Apenas comenzaba a clarear el alba cuando Ahmed percibió que algo rozaba su mejilla. La voz susurrante del griego sonó a su oído.

—Ha llegado la hora.

Ahmed se incorporó y observó que Crosetti estaba trabajando en las pequeñas catapultas que habían instalado a proa y popa.

—Espabila, ha llegado la hora. Trae cuatro ollas, ten mucho tiento —ordenó Basilis.

Ahmed se sintió al instante más despierto que nunca.

A la orden del griego, Crosetti fue girando la manivela que tensaba las cuerdas hechas de tripa de animal y obligó a la palanca de la máquina de proa a inclinarse hasta que la cuchara estuvo horizontal, mientras Basilis hacía lo mismo con la de popa.

Ahmed entendió al instante.

Acercó dos de los nidos de paja al griego y depositó los otros dos junto a Crosetti. Al momento, dos de las ollas fueron depositadas en las hondas cucharas de ambos artilugios.

En la lejanía observó cómo se estaba trajinando en alguna de las barcas de pesca y pensó que el hecho de que comenzaran a moverse no iba a llamar la atención de nadie.

—Ahmed, salta por proa y suelta el rezón.
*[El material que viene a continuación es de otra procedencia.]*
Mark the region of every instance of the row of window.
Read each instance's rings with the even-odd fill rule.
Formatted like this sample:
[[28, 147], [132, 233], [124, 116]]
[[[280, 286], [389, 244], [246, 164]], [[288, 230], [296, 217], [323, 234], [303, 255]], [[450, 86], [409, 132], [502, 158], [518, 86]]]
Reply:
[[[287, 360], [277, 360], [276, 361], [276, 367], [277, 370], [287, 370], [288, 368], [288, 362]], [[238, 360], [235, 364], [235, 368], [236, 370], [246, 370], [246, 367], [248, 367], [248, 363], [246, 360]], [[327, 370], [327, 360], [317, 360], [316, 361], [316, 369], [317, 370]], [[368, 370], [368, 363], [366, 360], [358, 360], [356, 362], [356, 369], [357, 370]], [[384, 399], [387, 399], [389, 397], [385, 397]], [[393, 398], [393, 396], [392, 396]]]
Cuida donde pisas, hay mucho erizo —susurró el griego, y luego, dirigiéndose a Crosetti, ordenó—: En cuanto estemos libres, caza a popa.

El muchacho se descolgó de la barca, nadó unas brazadas y en cuanto hizo pie en las rocas, caminó chapoteando hasta donde el hierro había hecho presa. Apenas lo hubo desenganchado cuando sintió que la barca comenzaba lentamente a retirarse del batiente. Volvió rápidamente a nadar el trecho y ágil como un gato, haciendo tracción con los brazos, se encaramó por el costado. Crosetti iba cazando por popa en tanto Basilis recuperaba el anclote que él acababa de soltar.

De inmediato, sin decir nada, Tonò y él se pusieron a los remos y comenzaron a bogar poco a poco hacia donde indicaba el griego. Apenas se divisaban las cosas entre la neblina de la madrugada. Los ojos de Manipoulos, acostumbrados a medir cualquier distancia sobre la mar, eran apenas dos rayas. Alguna actividad comenzaba a percibirse a bordo del barco negro. En el
Laia
la quietud era absoluta. Había mar de fondo, una ola constante empujaba firmemente la barca hacia tierra. El griego lo calculaba todo, y de pronto se dio cuenta de que el
Laia
se hallaba más cerca del
Yashmin
de lo que le había parecido cuando llegaron.